Lisge: Wir haben einmal in einem Club gespielt und da haben Jungs plötzlich Boxershorts auf die Bühne geworfen. Wir standen dann plötzlich in einem Haufen Boxershorts. Wir haben das dezent ignoriert.
Nane: Ich glaube, wenn du in so einer Situation alleine bist, kann es sein, dass es dir unangenehm wird.

Wart ihr schon einmal in der Position, dass Mädchen zu euch gekommen sind und gesagt haben, dass sie auch gerne auflegen würden, und ihr sie dahingehend unterstützt habt?
Nane: Ja, das ist schon vorgekommen. Wir haben auch zwei Mal Workshops für Frauen gemacht, die auflegen lernen wollten und ihnen unser Netzwerk angeboten.
Lisa: Wir haben auch einmal in einer Schule einen Workshop abgehalten.

ETEPETETE_toilet_(c)_GersinLiviaPaya

Mit DJ-Kollegen gab es bislang keine Probleme?
Nane: Zu den meisten haben wir eine sehr kollegiale Beziehung.

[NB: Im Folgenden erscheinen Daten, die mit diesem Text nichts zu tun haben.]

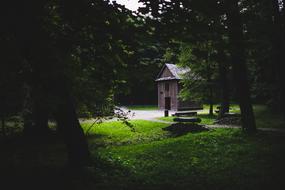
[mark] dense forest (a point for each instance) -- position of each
(63, 60)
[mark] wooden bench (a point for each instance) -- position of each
(187, 120)
(190, 108)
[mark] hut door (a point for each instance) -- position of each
(167, 103)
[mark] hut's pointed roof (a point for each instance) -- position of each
(175, 71)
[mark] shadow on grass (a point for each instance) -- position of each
(179, 129)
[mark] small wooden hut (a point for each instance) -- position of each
(168, 87)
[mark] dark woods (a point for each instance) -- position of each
(61, 60)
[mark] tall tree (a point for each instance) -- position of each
(238, 60)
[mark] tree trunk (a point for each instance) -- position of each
(239, 65)
(278, 50)
(223, 72)
(3, 126)
(211, 109)
(40, 110)
(69, 127)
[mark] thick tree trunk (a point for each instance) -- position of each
(239, 65)
(3, 126)
(36, 113)
(224, 84)
(278, 50)
(211, 109)
(40, 111)
(69, 127)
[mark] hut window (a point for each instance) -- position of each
(166, 87)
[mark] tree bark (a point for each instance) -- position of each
(238, 60)
(223, 72)
(3, 126)
(278, 50)
(70, 129)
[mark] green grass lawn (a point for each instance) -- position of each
(150, 158)
(155, 159)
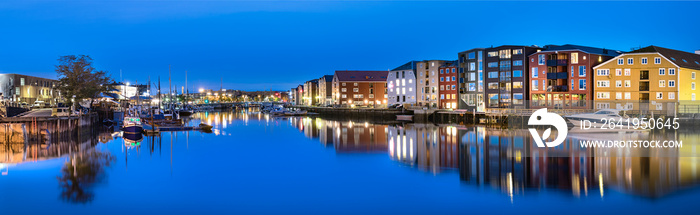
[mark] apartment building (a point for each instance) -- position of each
(471, 80)
(448, 85)
(561, 76)
(650, 78)
(360, 88)
(506, 75)
(401, 84)
(427, 94)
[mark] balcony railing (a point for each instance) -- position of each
(561, 62)
(557, 75)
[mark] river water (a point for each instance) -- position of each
(254, 163)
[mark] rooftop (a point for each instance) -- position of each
(680, 58)
(360, 76)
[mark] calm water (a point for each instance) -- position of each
(255, 163)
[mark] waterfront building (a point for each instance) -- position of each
(650, 78)
(448, 85)
(310, 93)
(325, 90)
(401, 84)
(360, 88)
(299, 95)
(427, 82)
(561, 76)
(506, 75)
(471, 80)
(28, 89)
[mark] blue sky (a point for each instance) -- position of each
(277, 45)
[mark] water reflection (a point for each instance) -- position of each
(508, 161)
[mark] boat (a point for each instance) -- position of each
(132, 125)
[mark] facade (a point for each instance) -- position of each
(471, 80)
(448, 85)
(298, 97)
(28, 89)
(561, 76)
(506, 78)
(427, 83)
(650, 78)
(402, 84)
(360, 88)
(325, 90)
(310, 94)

Einmal kam es vor, dass Kollegen zu uns gesagt haben, dass wir nur gebucht werden, weil wir Frauen sind – obwohl die uns selbst gebucht hatten. Da haben wir die Zusammenarbeit aber auch beendet.

Würdet ihr euch wünschen, dass mehr Frauen auflegen, oder genießt ihr euren Status?
Nane: Beides.
Lisa: Es müssen mehr Frauen nachkommen, sonst ändert sich ja nie etwas. Das wäre entsetzlich.
Glaubt ihr, dass das ein österreichisches Problem wäre?
Lisa: Nein. Leider.

Wie könnte sich das Problem ändern und glaubt ihr, dass es sich ändern wird?
Nane: Das alles ist sinnlos, wenn es nur ein Diskurs ist, den ausschließlich Frauen führen – Männer müssen das auch ernst nehmen und sich fragen, ob sie nicht ein besserer Mensch wären, wenn sie sich zusammenreißen und Frauen respektvoll behandeln. Es geht ja nicht um Quoten, sondern um das tägliche Miteinander. Es sollte selbstverständlich sein, dass sich Männer und Frauen auf Augenhöhe begegnen. Alles andere ist ja wirklich beschämend.
Lisa: Wir haben gute Chancen, das noch zu erleben—alleine was in den letzten 40 Jahren passiert ist, ist der Hammer. Ich hoffe, dass sich da mehr tut. Wir wachsen auch mit der Lüge auf, dass Gleichberechtigung schon da ist.